Every ‘lapse’ used to result in ‘collapse’ for me.
“I’ve ruined it now I might as well keep going”
“There’s no point in even trying, I keep ending up back here”
“No one can help me, I’m never going to get better”
With time, and professional help, a collapse became rare, and I managed to dust myself off after a few weeks and settle on a ‘relapse’.
“I’ll get back on track at my next appointment”
“I’ll just get to that weight then stop”
“I’ll just finish this food in the house then start again”
However, with more time, easier access to professional support and opening up to my friends, I can now turn a lapse around in a day or two, and lapses remain just that, a lapse, a little bump in my path but not enough to derail me.
“Okay so lunch wasn’t great, but I’ve still got snack and dinner to get back on track”
“Purging that meal wasn’t ideal, but I need to do the next right thing now and eat my snack”
“That seems too scary, it’s okay to default to a safe meal every now and again as long as I reintroduce it tomorrow”

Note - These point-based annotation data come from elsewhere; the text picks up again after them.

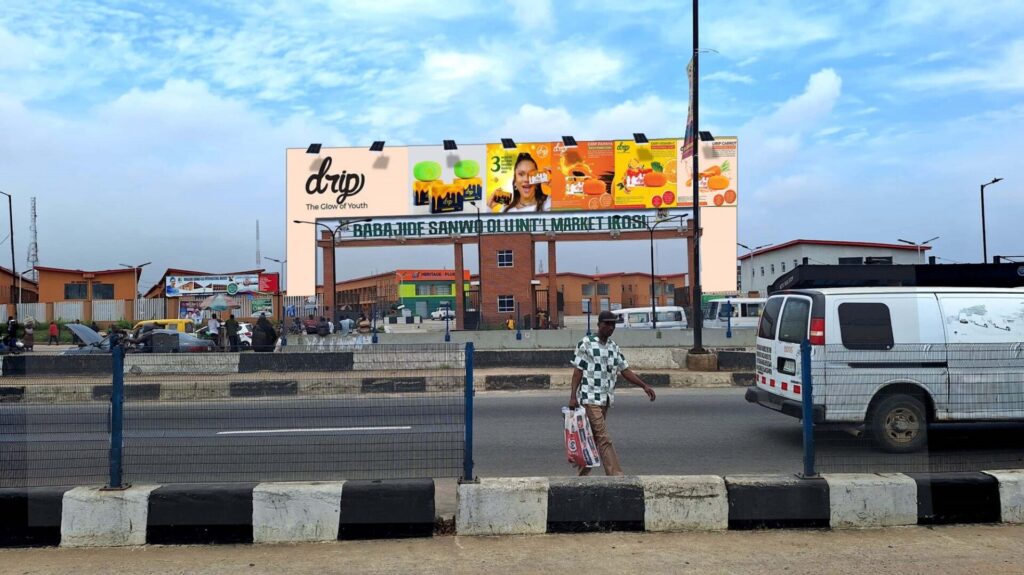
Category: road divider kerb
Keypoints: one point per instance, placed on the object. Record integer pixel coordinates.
(355, 510)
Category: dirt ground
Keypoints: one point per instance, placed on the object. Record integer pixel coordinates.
(988, 548)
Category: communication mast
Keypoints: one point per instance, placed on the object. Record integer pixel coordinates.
(34, 246)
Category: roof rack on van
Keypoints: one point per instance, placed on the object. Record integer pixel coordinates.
(932, 275)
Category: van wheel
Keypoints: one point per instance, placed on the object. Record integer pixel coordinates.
(899, 425)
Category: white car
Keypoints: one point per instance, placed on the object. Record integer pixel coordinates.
(440, 313)
(245, 334)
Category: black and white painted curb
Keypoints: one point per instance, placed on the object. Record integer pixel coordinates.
(268, 513)
(264, 513)
(530, 505)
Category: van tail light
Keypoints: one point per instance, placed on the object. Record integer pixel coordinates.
(817, 332)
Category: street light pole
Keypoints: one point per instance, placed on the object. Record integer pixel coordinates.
(13, 270)
(479, 267)
(984, 239)
(134, 295)
(334, 239)
(653, 298)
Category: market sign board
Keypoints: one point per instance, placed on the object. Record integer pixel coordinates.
(177, 285)
(429, 184)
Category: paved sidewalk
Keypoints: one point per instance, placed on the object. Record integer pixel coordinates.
(985, 548)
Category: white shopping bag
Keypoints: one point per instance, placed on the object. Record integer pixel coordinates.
(580, 447)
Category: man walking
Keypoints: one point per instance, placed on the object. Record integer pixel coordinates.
(213, 328)
(231, 326)
(597, 363)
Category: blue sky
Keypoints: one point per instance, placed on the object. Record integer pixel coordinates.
(156, 131)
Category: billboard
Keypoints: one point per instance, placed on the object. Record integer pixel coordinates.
(432, 186)
(177, 285)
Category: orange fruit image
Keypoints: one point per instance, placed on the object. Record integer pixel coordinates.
(654, 179)
(594, 187)
(671, 170)
(718, 182)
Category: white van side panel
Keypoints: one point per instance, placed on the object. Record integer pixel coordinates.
(986, 355)
(918, 356)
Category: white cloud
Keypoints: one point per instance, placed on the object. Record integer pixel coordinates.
(573, 69)
(650, 115)
(727, 77)
(532, 14)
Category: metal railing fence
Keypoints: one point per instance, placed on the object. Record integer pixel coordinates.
(382, 411)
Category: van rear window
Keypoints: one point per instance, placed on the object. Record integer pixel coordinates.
(766, 328)
(793, 328)
(865, 326)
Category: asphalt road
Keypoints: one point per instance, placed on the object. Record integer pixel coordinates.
(697, 431)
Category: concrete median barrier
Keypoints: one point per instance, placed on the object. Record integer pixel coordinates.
(869, 500)
(503, 506)
(1011, 494)
(685, 502)
(289, 513)
(94, 518)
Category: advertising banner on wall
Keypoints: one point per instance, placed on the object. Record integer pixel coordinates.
(177, 285)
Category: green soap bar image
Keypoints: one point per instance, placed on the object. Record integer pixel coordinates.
(427, 171)
(467, 169)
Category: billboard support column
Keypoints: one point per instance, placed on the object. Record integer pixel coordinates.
(695, 260)
(460, 286)
(552, 288)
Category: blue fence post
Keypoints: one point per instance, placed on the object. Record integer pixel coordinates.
(117, 415)
(467, 454)
(808, 403)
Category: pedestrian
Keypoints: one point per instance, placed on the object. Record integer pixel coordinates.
(30, 335)
(231, 326)
(597, 363)
(264, 337)
(11, 330)
(213, 328)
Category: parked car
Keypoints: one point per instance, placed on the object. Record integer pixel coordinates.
(894, 360)
(159, 341)
(745, 312)
(669, 317)
(245, 334)
(183, 325)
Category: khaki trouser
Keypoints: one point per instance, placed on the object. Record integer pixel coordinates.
(609, 459)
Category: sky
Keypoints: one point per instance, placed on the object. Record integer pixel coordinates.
(156, 131)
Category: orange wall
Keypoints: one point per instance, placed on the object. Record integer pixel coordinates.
(51, 283)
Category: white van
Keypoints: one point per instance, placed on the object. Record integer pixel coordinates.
(895, 359)
(745, 312)
(669, 317)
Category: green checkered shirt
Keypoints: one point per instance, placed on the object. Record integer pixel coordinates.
(600, 365)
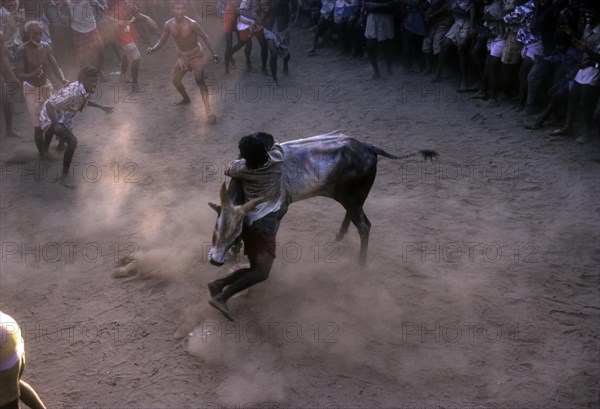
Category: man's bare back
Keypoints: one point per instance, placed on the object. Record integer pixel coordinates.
(185, 33)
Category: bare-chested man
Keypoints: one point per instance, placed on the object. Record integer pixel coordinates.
(186, 31)
(7, 76)
(33, 60)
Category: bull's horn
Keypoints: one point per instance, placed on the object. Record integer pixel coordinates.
(224, 196)
(251, 205)
(215, 207)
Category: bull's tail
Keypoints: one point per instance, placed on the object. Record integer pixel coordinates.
(426, 153)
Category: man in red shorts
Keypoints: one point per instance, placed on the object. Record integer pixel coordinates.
(126, 13)
(185, 32)
(259, 170)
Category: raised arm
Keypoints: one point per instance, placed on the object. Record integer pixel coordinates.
(162, 41)
(5, 66)
(148, 21)
(55, 68)
(198, 30)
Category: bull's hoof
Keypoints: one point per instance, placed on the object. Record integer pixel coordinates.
(214, 289)
(221, 306)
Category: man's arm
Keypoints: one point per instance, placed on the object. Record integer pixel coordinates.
(5, 66)
(20, 68)
(162, 41)
(29, 396)
(148, 21)
(234, 168)
(198, 30)
(105, 108)
(54, 65)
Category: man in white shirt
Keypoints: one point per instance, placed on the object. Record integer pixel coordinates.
(56, 116)
(586, 87)
(259, 170)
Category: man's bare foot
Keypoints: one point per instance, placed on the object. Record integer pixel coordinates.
(561, 132)
(220, 305)
(133, 86)
(67, 183)
(185, 101)
(479, 95)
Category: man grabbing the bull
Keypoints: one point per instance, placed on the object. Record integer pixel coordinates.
(259, 172)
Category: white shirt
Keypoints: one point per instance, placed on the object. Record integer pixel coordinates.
(67, 102)
(82, 16)
(590, 75)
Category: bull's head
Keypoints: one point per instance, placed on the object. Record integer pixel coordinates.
(230, 220)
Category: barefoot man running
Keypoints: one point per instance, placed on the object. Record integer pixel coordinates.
(186, 31)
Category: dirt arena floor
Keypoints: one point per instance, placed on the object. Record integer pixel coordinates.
(481, 289)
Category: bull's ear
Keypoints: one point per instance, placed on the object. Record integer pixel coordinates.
(215, 207)
(224, 195)
(251, 205)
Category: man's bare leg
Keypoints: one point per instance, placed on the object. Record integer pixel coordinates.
(178, 75)
(199, 77)
(260, 266)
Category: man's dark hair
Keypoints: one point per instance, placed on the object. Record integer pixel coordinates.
(265, 138)
(87, 73)
(253, 150)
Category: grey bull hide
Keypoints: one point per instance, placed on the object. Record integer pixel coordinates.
(331, 165)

I had one such bump the past few days, and it was a pretty spectacular one in how bad it made me feel, both physically and mentally. For a while I really couldn’t see a way out but I had a counselling appointment yesterday which I kept and we worked through it, wrote a shopping list, planned meals for the week and identified areas I really needed to focus on (carbs and sleep if you’re interested!). Lo and behold I felt better for it and am now focused on getting through this week. From darkness to light, it is possible.
I really wish recovery wasn’t so bumpy and hard and tiring, but it is, that’s just a fact, but it’s not enough of a reason to stop trying, and sometimes it’s nice to look back and see how far you’ve come.
Hugs out there to anyone on the lapse-relapse-collapse spectrum out there, I’m rooting for you.